The appellant also contends that, in any event, the condition not having been complied with, even supposing that it was not a condition precedent but subsequent, the non-compliance thereof is sufficient cause for the revocation of the donation. This is correct. But the period for bringing an action for the revocation of the donation has prescribed. That this action is prescriptible, there is no doubt. There is no legal provision which excludes this class of action from the statute of limitations. And not only this, — the law itself recognizes the prescriptibility of the action for the revocation of a donation, providing a special period of five years for the revocation by the subsequent birth of children (art. 646, Civil Code), and one year for the revocation by reason of ingratitude.
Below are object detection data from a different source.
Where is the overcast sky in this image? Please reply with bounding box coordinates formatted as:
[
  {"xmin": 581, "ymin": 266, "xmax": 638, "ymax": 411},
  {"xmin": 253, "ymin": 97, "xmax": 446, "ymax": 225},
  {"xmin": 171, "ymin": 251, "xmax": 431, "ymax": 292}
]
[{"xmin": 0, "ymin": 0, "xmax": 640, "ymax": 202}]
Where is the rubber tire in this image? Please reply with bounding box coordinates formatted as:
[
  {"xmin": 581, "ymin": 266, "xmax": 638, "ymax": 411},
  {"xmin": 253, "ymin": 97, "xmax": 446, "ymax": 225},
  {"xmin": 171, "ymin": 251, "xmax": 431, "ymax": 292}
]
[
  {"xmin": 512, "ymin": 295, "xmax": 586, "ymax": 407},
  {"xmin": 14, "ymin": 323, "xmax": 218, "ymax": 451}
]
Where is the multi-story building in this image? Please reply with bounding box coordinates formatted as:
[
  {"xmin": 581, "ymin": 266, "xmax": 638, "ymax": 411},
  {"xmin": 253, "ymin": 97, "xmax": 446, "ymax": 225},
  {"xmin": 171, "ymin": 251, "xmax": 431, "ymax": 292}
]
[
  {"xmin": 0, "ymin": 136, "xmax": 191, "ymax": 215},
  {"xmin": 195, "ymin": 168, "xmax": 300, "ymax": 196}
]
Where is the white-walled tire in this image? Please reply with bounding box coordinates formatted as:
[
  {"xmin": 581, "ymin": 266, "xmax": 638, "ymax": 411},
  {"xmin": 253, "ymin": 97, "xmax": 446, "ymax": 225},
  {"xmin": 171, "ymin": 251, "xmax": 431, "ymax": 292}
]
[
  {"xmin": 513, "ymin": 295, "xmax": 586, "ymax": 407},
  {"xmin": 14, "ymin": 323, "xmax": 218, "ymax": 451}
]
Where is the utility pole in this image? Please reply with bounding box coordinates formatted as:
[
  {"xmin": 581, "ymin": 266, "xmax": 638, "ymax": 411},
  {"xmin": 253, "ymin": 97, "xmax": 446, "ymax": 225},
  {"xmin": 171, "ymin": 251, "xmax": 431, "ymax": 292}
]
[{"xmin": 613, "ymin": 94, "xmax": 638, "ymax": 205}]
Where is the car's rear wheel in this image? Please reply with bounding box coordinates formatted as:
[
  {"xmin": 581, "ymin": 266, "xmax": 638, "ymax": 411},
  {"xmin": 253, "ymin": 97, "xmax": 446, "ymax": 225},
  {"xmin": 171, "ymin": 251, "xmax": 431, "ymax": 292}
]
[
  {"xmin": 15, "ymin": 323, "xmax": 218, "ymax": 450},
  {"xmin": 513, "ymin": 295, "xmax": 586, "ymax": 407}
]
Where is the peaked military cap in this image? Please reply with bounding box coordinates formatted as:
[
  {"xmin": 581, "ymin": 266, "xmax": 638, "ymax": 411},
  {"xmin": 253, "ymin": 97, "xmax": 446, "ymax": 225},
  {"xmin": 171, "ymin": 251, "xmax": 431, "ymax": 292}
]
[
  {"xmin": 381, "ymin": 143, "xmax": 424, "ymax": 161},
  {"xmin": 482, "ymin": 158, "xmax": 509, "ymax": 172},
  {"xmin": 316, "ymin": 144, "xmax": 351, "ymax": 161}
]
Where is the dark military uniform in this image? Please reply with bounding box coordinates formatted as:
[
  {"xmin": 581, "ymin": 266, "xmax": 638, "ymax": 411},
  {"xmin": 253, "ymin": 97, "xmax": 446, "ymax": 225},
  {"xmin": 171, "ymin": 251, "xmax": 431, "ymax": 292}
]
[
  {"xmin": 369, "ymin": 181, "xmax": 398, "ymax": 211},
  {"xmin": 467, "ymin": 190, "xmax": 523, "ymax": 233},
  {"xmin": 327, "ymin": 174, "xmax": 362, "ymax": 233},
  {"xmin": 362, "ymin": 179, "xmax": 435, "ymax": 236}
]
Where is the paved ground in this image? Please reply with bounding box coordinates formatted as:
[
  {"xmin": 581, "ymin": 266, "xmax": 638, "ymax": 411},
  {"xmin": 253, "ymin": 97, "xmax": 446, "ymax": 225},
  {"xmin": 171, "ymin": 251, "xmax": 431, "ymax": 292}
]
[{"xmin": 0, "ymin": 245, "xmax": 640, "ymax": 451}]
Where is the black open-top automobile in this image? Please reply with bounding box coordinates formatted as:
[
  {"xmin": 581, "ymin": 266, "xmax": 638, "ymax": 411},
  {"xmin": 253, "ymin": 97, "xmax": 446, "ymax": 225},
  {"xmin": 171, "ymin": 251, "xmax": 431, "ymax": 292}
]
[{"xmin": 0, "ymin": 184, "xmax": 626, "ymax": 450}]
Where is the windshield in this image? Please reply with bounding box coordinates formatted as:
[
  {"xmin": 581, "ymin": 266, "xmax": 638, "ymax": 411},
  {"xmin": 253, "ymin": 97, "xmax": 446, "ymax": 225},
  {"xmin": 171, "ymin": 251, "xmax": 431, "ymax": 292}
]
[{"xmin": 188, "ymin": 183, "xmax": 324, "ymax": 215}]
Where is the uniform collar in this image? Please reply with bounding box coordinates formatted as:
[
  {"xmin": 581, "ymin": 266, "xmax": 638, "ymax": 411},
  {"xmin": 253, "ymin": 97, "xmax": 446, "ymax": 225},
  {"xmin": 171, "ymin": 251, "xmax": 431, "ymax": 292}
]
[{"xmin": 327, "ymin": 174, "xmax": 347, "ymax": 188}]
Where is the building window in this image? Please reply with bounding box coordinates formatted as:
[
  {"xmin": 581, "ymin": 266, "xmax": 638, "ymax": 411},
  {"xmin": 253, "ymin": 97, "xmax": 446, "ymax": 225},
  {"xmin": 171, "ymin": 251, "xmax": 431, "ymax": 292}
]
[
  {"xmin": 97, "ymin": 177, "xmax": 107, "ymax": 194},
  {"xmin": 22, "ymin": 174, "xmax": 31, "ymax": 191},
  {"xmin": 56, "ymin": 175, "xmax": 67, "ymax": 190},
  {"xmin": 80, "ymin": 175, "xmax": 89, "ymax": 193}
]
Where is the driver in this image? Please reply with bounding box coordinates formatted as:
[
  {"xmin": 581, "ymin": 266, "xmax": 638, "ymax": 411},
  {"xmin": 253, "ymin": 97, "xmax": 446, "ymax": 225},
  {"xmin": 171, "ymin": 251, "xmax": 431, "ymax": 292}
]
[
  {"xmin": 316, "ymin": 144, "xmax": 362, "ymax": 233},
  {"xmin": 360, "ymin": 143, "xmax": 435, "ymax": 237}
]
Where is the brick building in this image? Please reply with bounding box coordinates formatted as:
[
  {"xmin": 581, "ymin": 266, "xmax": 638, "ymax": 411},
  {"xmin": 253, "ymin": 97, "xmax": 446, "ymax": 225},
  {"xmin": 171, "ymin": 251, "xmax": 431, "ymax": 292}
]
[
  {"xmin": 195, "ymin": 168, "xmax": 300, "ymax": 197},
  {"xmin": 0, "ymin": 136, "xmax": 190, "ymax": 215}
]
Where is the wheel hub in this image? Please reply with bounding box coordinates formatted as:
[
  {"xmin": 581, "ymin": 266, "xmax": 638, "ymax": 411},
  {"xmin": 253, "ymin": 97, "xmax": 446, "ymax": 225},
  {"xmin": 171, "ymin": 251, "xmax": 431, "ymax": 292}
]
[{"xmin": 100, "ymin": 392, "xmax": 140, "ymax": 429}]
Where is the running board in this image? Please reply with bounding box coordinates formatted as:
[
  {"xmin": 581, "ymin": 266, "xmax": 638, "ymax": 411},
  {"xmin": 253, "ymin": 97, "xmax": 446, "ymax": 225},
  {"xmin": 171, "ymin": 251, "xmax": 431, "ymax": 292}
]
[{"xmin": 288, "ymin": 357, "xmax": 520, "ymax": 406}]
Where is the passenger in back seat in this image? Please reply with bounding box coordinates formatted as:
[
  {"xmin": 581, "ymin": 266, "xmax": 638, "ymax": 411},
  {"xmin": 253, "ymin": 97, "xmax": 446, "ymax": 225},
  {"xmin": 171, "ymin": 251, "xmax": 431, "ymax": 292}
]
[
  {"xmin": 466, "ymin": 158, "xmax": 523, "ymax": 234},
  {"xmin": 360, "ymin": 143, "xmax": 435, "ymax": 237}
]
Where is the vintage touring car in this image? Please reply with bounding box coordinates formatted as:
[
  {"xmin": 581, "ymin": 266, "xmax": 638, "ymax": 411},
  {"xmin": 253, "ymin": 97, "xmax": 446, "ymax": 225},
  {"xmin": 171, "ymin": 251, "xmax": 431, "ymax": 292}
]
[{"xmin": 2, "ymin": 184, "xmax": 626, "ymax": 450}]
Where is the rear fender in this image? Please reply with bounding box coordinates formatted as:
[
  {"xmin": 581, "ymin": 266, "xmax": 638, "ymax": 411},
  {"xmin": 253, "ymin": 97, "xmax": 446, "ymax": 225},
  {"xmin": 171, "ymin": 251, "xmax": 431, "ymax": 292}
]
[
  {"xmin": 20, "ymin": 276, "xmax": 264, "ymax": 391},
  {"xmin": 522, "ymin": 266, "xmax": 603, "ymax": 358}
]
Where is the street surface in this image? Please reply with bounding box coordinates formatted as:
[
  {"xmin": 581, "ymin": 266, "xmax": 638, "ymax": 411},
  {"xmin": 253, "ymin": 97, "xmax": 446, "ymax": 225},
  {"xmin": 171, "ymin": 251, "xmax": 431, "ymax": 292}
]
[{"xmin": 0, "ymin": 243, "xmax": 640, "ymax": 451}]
If no special period is provided for the prescription of the action for revocation for noncompliance of the conditions of the donation (art. 647, Civil Code), it is because in this respect the donation is considered onerous and is governed by the law of contracts and the general rules of prescription. Under the law in force (sec. 43, Code of Civ. Proc.) the period of prescription of this class of action is ten years. The action for the revocation of the donation for this cause arose on April 19, 1911, that is six months after the ratification of the instrument of donation of October 18, 1910. The complaint in this action was presented July 5, 1924, more than ten years after this cause accrued.
By virtue of the foregoing, the judgment appealed from is affirmed, with the costs against the appellant. So ordered.
Street, Villamor, Ostrand, Johns, Romualdez and Villa-Real, JJ., concur.